What would Vienna be without music?
The Wiener Klassik (First Viennese School) features the most famous composers of the late 18th century: Haydn, Mozart and Beethoven. None of them was born in Vienna, but they all moved to the city, worked and died here. Needless to say that there are many opportunities to listen to their works.
But also in the 19th century, especially the second half, several famous musicians emerged in Vienna, e.g. Brahms, Mahler or the Strauss family. The An der schönen blauen Donau (Blue Danube) waltz by Johann Strauss the younger is probably the best known musical score of the time and has been used in many movies such as Kubrick’s 2001.
Johann Strauss the Younger
At the beginning of the 20th century, Vienna was a blooming center of arts, and that of course included music. The Second Viennese School formed around Schönberg who developed the twelve-tone technique, a radically different style compared to the romantic era of the 19th century.

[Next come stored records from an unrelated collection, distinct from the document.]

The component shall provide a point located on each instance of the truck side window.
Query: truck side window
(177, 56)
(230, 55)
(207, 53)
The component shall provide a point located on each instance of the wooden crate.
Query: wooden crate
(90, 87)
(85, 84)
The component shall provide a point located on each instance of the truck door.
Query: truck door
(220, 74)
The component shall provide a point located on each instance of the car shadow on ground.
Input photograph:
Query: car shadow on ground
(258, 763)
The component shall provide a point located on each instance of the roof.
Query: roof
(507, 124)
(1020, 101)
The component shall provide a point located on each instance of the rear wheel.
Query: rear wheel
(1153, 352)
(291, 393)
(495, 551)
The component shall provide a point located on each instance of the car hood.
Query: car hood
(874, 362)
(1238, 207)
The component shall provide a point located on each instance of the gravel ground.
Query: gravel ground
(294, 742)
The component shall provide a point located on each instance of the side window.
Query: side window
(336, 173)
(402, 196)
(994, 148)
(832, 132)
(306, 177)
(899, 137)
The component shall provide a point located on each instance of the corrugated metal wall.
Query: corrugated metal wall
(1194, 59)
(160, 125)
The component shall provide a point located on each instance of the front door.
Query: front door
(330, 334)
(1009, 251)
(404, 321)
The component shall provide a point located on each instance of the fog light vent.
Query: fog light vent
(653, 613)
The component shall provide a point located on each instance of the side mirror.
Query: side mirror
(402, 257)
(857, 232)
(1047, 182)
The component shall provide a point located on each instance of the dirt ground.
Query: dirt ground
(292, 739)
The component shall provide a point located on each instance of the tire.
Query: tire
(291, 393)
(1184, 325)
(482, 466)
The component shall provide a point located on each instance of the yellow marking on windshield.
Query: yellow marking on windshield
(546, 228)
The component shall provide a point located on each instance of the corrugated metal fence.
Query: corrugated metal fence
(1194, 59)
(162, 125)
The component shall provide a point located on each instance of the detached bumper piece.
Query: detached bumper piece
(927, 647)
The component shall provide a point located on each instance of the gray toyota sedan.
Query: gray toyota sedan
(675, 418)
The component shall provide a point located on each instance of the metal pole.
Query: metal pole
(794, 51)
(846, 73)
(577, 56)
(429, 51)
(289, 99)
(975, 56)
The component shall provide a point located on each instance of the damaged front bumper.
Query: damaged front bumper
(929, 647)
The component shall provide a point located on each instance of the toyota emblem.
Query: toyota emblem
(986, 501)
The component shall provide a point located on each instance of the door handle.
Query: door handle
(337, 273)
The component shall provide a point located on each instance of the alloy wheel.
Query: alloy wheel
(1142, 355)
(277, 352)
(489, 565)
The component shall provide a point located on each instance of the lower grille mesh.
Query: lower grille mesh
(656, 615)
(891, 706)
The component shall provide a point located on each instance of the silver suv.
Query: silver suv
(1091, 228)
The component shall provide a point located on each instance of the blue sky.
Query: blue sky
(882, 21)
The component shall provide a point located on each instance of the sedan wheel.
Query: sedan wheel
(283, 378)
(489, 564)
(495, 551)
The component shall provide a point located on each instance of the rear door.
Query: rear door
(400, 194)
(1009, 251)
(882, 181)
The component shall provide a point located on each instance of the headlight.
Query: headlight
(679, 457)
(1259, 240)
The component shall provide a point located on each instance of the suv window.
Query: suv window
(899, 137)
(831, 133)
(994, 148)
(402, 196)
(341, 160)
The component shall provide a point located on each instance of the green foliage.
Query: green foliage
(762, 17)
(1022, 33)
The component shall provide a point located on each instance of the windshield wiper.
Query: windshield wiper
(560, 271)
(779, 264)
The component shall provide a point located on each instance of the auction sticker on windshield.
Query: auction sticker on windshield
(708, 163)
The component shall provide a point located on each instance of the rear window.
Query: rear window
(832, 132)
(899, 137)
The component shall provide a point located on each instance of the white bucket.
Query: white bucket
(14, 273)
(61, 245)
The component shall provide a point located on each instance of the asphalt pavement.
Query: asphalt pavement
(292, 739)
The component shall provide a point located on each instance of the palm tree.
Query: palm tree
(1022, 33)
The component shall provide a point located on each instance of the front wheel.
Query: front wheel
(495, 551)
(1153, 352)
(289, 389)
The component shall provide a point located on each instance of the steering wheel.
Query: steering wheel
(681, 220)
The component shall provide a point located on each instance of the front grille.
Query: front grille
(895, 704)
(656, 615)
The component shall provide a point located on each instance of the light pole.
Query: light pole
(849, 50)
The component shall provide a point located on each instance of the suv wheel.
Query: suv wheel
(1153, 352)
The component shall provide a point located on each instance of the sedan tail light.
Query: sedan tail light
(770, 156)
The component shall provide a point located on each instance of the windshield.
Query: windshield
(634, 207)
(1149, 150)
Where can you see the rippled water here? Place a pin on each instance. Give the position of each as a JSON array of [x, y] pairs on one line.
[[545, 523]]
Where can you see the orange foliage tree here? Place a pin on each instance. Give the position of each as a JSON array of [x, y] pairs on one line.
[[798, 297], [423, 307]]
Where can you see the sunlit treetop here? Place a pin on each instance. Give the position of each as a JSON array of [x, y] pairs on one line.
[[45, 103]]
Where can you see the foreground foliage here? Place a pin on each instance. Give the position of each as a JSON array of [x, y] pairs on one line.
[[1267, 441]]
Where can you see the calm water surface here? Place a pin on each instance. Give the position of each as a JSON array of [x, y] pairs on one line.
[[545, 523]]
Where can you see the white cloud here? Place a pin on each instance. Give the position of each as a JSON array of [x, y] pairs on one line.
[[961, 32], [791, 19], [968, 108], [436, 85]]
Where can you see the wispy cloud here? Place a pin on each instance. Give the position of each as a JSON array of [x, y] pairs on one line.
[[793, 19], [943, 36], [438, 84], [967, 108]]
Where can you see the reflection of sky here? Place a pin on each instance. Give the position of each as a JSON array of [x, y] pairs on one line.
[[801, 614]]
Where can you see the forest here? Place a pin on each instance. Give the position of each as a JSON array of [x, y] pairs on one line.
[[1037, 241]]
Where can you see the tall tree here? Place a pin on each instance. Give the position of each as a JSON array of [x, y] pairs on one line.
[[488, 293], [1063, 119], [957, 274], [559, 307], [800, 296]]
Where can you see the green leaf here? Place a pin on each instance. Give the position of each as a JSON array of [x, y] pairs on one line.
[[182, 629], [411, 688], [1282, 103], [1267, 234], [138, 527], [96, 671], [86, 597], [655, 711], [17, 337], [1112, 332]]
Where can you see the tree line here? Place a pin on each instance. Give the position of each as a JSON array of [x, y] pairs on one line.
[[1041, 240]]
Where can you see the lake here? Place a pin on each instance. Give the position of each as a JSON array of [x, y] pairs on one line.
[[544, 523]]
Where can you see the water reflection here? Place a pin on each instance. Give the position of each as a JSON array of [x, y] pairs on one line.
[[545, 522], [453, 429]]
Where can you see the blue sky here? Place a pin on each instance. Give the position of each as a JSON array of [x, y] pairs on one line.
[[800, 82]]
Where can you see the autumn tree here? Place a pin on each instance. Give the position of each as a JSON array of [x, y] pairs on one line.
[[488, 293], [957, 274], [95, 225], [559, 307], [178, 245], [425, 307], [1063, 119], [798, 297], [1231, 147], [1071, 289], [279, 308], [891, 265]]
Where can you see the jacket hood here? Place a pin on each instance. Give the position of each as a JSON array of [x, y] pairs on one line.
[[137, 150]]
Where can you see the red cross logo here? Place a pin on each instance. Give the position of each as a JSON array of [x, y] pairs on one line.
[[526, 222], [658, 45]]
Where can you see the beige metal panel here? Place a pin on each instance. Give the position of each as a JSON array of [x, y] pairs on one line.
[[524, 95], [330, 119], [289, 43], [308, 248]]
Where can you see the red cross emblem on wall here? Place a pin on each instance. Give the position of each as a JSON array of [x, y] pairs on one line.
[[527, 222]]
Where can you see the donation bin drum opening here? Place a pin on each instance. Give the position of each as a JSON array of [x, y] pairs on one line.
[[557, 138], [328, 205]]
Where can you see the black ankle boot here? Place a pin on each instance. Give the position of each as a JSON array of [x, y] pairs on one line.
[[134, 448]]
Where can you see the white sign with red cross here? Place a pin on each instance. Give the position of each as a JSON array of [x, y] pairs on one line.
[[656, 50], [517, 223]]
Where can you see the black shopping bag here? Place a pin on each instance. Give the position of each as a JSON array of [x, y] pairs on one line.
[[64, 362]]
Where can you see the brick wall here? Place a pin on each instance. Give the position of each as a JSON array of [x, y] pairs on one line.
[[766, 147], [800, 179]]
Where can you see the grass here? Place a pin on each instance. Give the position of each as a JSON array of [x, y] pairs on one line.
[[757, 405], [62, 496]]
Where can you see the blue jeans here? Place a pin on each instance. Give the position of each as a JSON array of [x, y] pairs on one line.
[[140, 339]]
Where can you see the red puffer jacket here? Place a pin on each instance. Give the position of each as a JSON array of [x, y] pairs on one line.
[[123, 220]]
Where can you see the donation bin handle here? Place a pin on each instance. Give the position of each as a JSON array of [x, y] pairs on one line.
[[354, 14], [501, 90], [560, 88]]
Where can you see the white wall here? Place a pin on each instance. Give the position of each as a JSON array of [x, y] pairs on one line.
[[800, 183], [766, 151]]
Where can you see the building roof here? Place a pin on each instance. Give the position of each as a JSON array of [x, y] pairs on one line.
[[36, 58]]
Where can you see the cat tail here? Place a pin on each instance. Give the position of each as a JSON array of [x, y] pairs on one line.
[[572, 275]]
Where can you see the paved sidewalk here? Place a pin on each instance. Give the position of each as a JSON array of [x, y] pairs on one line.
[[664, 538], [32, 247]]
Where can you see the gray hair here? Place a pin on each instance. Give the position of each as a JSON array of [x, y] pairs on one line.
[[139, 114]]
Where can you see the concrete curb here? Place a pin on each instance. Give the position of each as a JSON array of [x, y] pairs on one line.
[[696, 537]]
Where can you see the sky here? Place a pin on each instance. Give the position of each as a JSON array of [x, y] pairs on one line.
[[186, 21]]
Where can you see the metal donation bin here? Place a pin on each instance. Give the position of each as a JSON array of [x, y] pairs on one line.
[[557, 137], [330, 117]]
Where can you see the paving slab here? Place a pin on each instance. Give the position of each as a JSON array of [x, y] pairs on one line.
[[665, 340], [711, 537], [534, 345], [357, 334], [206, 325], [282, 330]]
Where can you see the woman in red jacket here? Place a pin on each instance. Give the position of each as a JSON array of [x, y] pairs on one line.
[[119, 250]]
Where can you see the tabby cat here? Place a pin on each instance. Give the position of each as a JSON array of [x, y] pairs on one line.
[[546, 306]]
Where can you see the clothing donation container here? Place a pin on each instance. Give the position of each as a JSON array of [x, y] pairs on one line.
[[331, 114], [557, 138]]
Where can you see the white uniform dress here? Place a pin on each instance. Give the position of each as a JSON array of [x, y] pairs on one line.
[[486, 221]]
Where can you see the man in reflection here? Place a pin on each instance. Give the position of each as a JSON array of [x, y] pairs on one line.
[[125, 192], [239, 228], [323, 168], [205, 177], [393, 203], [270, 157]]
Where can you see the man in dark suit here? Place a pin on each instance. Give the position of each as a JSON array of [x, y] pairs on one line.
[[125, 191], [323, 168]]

Based on that long tradition, there are many places in Vienna where one can listen to classical music (in a wider sense, including the 19th and early 20th centuries as well). First of all, the well-known Vienna State Opera is certainly worth a visit, but be aware that it is not always easy to obtain tickets. There are two more opera houses in the city: one is the so called Theater an der Wien, quite close to the conference venue and performing rather rare but high-quality works, and the other one is the Volksoper (People’s Opera), which also features operettas and musicals. Other places where one can see modern musicals are Raimundtheater and Ronacher.
State Opera, inside
There are many more places to go if you want listen to a concert. The most prominent one, Musikverein, is the home of the Vienna Philharmonic Orchestra, the venue of their world-famous New Year’s Concert, and located on Karlsplatz close to the VCI conference site. In contrast to the traditional program of the Musikverein, the Konzerthaus, which is also close to the conference venue, features a wider range of works, also including contemporary music. In addition to those houses, many more concerts with all kinds of cast – from soloists to full orchestras – are offered every day, e.g. in churches.
In order to give you an example of Viennese music, we have arranged a Classical Concert (in a wider sense) for the participants of the TAUP conference, which will take place at the Festsaal, of the main building of the Austrian Academy of Sciences.